Photocatalytic performance of iron (III) and niobium (V)-codoped TiO ₂ nanopowders synthesized by a radio frequency thermal plasma process

Iron (III) and niobium (V)-codoped TiO₂ nanopowders have been synthesized by Ar/O₂ RF thermal plasma. Phase composition, morphology, and photocatalytic performance of the plasma-generated powders have been investigated by the combined means of XRD, FE-SEM/TEM, and UV-vis absorption spectroscopy. Rutile formation in the plasma-produced phase composition of anatase and rutile was promoted by Fe³⁺ addition but was inhibited by Nb⁵⁺ doping. The resultant powders consisted of a majority of fine crystallites (several nanometers) and a small portion of coarse particles (~ 100 nm).
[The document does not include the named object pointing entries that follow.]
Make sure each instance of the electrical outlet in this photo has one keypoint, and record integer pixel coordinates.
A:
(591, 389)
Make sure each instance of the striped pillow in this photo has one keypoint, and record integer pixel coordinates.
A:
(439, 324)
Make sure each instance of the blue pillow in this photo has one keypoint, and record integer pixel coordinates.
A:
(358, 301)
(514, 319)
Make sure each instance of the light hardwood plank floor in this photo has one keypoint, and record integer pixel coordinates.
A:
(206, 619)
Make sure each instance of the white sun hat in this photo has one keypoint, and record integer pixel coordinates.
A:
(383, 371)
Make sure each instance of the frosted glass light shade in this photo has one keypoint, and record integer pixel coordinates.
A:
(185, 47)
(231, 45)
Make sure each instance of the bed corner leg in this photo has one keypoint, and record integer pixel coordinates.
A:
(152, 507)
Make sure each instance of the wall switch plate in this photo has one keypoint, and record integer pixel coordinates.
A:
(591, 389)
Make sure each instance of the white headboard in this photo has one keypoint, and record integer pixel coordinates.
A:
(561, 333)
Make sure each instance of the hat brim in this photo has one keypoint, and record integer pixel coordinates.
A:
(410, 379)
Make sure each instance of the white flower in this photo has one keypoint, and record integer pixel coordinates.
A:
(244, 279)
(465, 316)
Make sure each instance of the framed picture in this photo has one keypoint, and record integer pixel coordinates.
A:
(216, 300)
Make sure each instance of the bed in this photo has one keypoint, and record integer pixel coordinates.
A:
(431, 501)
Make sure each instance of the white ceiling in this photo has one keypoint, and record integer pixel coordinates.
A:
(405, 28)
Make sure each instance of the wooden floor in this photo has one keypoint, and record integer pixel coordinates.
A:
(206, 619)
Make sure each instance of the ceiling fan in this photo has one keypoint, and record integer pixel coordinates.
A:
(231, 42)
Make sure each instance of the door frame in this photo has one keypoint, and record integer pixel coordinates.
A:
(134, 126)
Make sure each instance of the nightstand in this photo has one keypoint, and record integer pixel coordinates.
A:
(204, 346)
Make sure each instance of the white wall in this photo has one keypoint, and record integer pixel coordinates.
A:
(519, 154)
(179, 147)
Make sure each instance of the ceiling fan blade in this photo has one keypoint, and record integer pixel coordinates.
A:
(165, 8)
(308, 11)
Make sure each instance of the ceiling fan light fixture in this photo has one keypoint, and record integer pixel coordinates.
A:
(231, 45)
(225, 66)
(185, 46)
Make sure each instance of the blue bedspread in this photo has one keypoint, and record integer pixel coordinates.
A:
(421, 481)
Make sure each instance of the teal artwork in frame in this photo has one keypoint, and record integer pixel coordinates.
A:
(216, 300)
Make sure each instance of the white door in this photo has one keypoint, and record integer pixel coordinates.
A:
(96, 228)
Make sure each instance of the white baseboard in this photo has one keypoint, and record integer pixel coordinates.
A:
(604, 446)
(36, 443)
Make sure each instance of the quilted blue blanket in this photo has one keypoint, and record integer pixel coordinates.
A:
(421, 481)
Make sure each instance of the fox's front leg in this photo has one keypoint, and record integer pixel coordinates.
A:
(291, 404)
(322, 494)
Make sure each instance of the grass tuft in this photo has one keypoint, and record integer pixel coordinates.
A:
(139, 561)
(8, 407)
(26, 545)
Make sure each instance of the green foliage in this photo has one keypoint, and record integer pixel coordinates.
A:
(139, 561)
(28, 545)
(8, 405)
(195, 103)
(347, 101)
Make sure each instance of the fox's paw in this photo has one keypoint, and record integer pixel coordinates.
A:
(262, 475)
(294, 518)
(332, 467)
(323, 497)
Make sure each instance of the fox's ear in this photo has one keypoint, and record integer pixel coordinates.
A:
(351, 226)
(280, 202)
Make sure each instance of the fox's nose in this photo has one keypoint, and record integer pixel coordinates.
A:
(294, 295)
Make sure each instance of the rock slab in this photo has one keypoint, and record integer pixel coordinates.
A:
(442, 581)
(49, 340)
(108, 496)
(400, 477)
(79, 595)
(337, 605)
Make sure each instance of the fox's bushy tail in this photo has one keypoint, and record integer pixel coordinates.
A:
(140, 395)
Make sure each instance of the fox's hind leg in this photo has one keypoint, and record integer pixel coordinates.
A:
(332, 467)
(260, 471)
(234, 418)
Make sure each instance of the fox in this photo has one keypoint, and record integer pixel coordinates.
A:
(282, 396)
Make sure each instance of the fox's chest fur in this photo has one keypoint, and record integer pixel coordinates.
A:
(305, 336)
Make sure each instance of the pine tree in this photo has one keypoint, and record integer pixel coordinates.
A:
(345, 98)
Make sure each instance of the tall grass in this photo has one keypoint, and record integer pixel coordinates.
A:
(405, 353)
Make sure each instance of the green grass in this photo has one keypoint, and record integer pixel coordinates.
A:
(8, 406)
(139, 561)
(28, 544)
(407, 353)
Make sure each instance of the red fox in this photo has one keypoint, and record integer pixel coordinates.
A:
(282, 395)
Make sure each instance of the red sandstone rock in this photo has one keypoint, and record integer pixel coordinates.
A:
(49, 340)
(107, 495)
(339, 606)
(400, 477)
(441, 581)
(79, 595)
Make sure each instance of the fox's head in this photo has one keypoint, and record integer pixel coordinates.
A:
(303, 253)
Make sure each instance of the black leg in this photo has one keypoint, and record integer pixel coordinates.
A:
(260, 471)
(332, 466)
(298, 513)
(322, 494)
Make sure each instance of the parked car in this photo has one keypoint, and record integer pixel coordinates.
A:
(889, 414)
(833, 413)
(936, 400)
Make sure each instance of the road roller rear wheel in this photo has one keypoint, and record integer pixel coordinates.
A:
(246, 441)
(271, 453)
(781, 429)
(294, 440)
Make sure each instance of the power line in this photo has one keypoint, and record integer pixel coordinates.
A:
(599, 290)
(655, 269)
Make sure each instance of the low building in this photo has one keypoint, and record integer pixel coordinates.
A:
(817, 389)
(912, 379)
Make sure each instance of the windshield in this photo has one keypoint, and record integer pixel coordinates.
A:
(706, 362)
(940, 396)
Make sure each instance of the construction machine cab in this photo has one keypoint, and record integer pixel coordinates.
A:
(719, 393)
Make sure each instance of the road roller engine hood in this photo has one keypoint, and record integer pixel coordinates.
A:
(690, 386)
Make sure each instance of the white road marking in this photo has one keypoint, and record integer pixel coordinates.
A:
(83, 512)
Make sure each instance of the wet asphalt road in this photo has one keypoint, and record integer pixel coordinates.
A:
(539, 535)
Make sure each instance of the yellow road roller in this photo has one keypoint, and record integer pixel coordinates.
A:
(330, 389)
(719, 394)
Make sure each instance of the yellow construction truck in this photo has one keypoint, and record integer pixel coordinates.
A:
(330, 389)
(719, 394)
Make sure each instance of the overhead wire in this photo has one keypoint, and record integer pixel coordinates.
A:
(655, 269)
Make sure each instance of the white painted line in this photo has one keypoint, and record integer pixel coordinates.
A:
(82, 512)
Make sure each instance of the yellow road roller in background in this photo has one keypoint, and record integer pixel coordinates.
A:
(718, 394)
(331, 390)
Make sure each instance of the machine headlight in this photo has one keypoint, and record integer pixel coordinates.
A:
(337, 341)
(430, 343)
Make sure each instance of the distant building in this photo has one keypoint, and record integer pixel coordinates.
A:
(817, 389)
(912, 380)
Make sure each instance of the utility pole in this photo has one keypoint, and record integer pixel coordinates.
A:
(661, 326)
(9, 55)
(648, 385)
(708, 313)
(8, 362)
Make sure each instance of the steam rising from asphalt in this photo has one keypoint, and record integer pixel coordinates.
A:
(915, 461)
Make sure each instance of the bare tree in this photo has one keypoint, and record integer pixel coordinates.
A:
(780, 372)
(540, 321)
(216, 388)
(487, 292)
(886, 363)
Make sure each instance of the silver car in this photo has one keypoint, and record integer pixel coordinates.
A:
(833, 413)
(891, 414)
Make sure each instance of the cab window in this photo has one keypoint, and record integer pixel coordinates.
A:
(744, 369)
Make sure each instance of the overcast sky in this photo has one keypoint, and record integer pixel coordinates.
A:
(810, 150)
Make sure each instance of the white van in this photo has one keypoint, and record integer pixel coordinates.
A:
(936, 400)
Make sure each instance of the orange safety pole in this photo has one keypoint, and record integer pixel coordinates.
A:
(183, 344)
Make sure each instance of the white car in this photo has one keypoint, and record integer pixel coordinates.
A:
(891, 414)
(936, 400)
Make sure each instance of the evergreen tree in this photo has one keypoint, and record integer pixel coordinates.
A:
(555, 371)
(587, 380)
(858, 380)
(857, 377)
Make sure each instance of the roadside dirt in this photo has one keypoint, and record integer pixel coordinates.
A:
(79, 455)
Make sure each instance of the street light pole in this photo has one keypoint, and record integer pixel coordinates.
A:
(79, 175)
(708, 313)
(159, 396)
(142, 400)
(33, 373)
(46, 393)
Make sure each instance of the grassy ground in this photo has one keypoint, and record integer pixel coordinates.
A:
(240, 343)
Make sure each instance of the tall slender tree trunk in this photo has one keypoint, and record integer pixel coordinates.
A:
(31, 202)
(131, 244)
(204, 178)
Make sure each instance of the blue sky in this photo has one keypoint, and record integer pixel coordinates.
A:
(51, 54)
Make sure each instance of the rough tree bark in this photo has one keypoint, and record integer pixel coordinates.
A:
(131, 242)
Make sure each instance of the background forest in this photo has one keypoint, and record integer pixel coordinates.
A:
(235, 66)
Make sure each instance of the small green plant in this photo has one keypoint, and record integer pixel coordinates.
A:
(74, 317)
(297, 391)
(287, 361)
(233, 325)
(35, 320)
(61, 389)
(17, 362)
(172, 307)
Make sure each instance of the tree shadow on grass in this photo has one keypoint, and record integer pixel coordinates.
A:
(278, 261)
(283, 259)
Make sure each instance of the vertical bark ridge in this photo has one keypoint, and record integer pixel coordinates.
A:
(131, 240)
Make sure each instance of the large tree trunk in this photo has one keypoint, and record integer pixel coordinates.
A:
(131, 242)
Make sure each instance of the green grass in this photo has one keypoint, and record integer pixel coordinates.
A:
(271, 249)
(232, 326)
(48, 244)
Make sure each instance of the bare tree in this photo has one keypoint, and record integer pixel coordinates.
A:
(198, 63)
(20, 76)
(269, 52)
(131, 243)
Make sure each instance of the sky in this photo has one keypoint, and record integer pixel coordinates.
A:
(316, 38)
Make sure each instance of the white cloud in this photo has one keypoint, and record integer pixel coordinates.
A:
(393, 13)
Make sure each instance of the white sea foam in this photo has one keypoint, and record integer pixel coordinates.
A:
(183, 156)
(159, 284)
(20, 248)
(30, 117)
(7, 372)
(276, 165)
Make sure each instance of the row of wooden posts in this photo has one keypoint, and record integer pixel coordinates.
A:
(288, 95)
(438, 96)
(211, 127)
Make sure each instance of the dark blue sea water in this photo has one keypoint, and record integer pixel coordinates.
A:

In comparison with TiO₂ singly doped with 0.1 at.% of Fe³⁺, photocatalytic reactivity of codoped TiO₂ was improved at 2.0 at.% of Nb⁵⁺ but was depressed at 6.0 at.% under the UV irradiation, indicating that UV-induced photocatalytic capability was dominated by Nb⁵⁺ doping concentration. In contrast to the case of 1.0 at.% of Fe³⁺ single addition, the codoped sample obtained the decreased photocatalytic performance with increasing Nb⁵⁺ content under the visible light irradiation, due to the low visible light absorption resulting from a broadened band gap.